The Cable

Rubio Calls for Sanctions on Beijing for South China Sea Antics

In dealing with Beijing, is this a brilliant bill or blunder and bluster?


The Trump administration may get an assist in crafting a hawkish stance toward China — from Congress.

One-time presidential candidate Sen. Marco Rubio (R.-Fla.) introduced a bill Tuesday that would slap sanctions on China for its destabilizing actions in the East and South China Seas, where Beijing has built artificial islands and airfields and warned neighboring countries to stay out.  

“The People’s Republic of China,” the bill reads, “should not be allowed to continue to pursue illegitimate claims and to militarize an area that is essential to global security.”

Rubio proposes sanctions — including asset freezes, travel bans, and visa restrictions — on “any Chinese person” who contributes to construction or development projects in any contested area of the South China Sea, or who is complicit in actions or policies that threaten stability of those areas. Interpreted broadly, that would target everybody from Chinese coast guard and naval personnel to construction firms to fleets of Chinese fishermen who informally patrol far-flung waters.

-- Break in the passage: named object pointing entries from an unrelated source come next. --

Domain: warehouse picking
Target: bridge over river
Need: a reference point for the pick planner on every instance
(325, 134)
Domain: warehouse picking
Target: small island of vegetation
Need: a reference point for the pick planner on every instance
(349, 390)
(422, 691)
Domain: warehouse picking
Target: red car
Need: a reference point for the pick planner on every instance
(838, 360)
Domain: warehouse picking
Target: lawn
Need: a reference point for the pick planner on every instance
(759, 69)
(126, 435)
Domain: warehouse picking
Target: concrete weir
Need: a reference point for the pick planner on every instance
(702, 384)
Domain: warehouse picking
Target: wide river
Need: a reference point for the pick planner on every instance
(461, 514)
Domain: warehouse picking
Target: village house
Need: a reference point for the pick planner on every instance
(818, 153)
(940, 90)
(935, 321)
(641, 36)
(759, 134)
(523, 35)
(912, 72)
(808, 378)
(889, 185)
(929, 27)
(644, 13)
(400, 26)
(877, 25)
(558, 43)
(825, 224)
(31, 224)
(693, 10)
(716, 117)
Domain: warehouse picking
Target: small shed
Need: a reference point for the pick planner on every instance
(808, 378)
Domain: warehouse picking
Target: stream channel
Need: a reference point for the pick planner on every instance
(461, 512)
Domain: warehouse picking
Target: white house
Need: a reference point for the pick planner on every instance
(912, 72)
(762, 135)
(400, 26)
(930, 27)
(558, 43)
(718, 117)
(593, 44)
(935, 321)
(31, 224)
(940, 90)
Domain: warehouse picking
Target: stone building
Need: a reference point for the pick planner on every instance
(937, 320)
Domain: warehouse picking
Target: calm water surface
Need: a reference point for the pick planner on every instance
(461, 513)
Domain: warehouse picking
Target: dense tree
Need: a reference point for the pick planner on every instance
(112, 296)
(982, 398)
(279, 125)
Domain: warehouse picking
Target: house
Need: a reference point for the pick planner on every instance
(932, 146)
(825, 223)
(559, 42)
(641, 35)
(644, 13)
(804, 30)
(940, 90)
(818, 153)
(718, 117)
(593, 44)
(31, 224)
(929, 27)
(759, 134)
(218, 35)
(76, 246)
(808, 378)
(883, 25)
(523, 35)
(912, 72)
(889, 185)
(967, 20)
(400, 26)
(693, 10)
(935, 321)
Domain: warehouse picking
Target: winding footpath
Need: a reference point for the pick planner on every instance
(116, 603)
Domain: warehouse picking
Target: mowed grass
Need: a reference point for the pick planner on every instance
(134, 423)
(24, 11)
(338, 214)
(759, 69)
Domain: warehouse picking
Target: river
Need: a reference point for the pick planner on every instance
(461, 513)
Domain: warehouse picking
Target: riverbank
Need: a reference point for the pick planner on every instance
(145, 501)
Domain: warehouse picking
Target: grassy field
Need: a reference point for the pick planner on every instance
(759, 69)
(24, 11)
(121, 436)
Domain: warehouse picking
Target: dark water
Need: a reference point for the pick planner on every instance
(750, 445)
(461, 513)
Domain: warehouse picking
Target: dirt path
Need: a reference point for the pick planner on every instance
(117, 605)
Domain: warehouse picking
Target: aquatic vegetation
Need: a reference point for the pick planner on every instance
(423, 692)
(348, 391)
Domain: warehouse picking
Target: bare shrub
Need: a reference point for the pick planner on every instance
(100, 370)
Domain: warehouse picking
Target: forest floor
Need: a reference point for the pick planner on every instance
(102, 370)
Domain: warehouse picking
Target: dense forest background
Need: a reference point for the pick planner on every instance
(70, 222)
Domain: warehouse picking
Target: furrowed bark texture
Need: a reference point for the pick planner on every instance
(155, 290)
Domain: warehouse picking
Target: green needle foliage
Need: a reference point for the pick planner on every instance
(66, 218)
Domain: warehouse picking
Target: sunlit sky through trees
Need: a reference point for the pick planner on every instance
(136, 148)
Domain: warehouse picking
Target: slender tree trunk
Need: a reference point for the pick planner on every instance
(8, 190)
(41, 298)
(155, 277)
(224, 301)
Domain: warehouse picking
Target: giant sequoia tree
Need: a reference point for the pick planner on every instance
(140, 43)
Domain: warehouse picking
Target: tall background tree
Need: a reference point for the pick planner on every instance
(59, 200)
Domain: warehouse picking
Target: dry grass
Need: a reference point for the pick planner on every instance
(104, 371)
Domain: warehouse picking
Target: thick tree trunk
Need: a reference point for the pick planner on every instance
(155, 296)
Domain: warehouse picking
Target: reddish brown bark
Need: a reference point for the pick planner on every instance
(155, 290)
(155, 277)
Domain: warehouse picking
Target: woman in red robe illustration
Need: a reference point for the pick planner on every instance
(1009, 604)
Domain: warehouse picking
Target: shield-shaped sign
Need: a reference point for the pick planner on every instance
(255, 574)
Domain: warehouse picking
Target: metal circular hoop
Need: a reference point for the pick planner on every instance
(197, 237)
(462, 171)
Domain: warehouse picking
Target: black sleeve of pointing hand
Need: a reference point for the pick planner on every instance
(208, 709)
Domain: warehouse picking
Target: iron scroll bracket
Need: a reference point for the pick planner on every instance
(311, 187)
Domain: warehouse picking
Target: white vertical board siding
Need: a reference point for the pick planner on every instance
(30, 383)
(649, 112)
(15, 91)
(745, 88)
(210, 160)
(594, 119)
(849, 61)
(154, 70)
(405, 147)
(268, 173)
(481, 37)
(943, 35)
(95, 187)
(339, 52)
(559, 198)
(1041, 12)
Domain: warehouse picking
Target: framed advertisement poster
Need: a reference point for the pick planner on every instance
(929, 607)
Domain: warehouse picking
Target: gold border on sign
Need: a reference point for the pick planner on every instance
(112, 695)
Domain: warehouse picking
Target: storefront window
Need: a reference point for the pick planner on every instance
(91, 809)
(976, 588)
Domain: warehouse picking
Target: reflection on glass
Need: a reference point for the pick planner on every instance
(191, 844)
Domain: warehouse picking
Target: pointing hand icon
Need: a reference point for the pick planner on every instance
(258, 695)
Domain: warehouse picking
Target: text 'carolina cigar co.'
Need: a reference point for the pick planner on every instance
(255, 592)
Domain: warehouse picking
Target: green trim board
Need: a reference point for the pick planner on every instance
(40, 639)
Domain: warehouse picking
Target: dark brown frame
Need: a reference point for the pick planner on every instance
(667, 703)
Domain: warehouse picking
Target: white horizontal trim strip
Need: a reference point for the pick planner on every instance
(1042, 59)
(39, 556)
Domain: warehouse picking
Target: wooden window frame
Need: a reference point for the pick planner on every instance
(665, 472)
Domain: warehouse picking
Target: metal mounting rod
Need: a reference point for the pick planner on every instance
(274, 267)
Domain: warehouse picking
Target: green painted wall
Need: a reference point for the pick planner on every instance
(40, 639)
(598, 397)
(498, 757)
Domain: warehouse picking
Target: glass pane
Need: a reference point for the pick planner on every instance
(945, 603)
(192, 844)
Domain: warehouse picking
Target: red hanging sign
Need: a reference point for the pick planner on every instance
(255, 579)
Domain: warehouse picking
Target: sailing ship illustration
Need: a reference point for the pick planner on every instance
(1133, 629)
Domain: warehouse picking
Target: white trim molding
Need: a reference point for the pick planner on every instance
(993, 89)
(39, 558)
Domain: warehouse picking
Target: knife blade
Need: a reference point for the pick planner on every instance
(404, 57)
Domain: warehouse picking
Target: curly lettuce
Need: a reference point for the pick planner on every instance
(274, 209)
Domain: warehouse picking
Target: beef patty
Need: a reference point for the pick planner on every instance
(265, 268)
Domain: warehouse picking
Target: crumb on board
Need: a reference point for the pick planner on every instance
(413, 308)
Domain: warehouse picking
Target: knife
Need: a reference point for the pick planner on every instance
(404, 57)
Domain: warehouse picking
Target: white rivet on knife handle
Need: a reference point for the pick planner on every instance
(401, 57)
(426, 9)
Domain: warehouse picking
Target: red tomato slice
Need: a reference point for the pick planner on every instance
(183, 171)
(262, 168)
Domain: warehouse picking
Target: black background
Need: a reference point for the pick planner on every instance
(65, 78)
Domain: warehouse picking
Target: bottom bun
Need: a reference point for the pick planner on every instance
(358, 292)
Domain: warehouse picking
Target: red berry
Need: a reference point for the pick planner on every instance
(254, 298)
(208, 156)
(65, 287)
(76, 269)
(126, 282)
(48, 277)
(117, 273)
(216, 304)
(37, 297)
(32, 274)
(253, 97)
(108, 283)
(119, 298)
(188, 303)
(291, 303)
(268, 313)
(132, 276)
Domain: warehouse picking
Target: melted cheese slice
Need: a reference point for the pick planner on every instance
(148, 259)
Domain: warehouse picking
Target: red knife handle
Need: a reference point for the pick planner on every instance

The bill also urges a more muscular U.S. response to China’s territorial ambitions. It calls for the United States to “continue and expand” freedom-of-navigation operations meant to challenge China’s claims, and calls for the United States to meet Chinese “provocations” with “commensurate actions that impose costs on any attempts to undermine security in the region.”

It isn’t clear yet how much support Rubio can count on; it was introduced in committee without a single co-sponsor. Neither Senate Foreign Relations Committee Chairman Bob Corker (R.-TN) nor Ranking Member Ben Cardin (D-MD)’s office has yet responded to request for comment.

In the House, Rep. Mike Pompeo (R-KS) — Trump’s pick to head the CIA — introduced a bill in July calling on China to cease militarization and reclamation in the South China Sea and to end provocation in the East China Sea.

What is clear is that the hard-line legislation comes on the heels of a carefully arranged call between U.S. President-elect Donald Trump and the president of Taiwan, an issue that the Chinese do not take lightly. Trump also, in a series of tweets, accused China of intentionally devaluing its own currency to make it more difficult for U.S. companies to compete — and of building a “massive military complex” in the South China Sea.

Some foreign-policy analysts welcomed the bill as a way to show China some teeth. It’s a “welcome reminder that the United States has many tools at its disposal to influence Chinese policy in the South China Sea and East China Sea,” Bonnie Glaser, director of the China Power Project at the Center for Strategic and International Studies, told Foreign Policy. Though the bill has warts — Glaser noted that it focuses exclusively on China’s behavior in the disputed waters, not other claimants’, and targets activities like lighthouses that aren’t necessarily nefarious — she welcomed the effort to push back in area crucial to global trade and to the stability of Asia.

Even if this bill fails, she said, it is a reminder to the incoming administration that a targeted approach to the individuals and companies involved in military activity, construction, and dredging in the South and East China Seas would be useful in taking the lead on this issue, restoring U.S. credibility in the process.

But Zheng Wang, a Carnegie fellow at New America, said the “highly political” move could backfire. Since an international arbitration panel ruled against China in July on its legal position in the South China Sea, Zheng said, Beijing has been relatively restrained. Rubio is “pushing something that is only harmful to the bilateral relationship and the national security of the United States.”

“This is highly political and the senator himself probably does not really know the day to day issues and the development of South China Sea situation, so he doesn’t know really well about the reality.” Wang noted that China had been actually been more peaceful in the South China Sea since the July arbitration case in which a tribunal ruled in favor of the Philippines over China, even though, at the time, Chinese President Xi Jinping rejected the decision. Given that this was the case, Wang said, this sanctions would be regarded as confusing to China. Rubio, he said, is “pushing something that is only harmful to the bilateral relationship and the national security of the United States.”*

But China is not the only country in Congress’ crosshairs. On Dec. 1, the Senate voted unanimously to extend sanctions on Iran for 10 years. And the House passed a bill that would restrict travel by Russian diplomats based in the United States. The Senate has not yet approved the legislation. On Wednesday, Russia made quite clear that it would retaliate by restricting American diplomats’ movement if this bill were to become law.

Russian Foreign Ministry spokesperson Maria Zakharova said that U.S. authorities would do well to remember that “diplomacy is based on the principle of reciprocity.”

*Updated 5:15 PM ET Dec. 7, 2016 to include comment from Zheng Wang.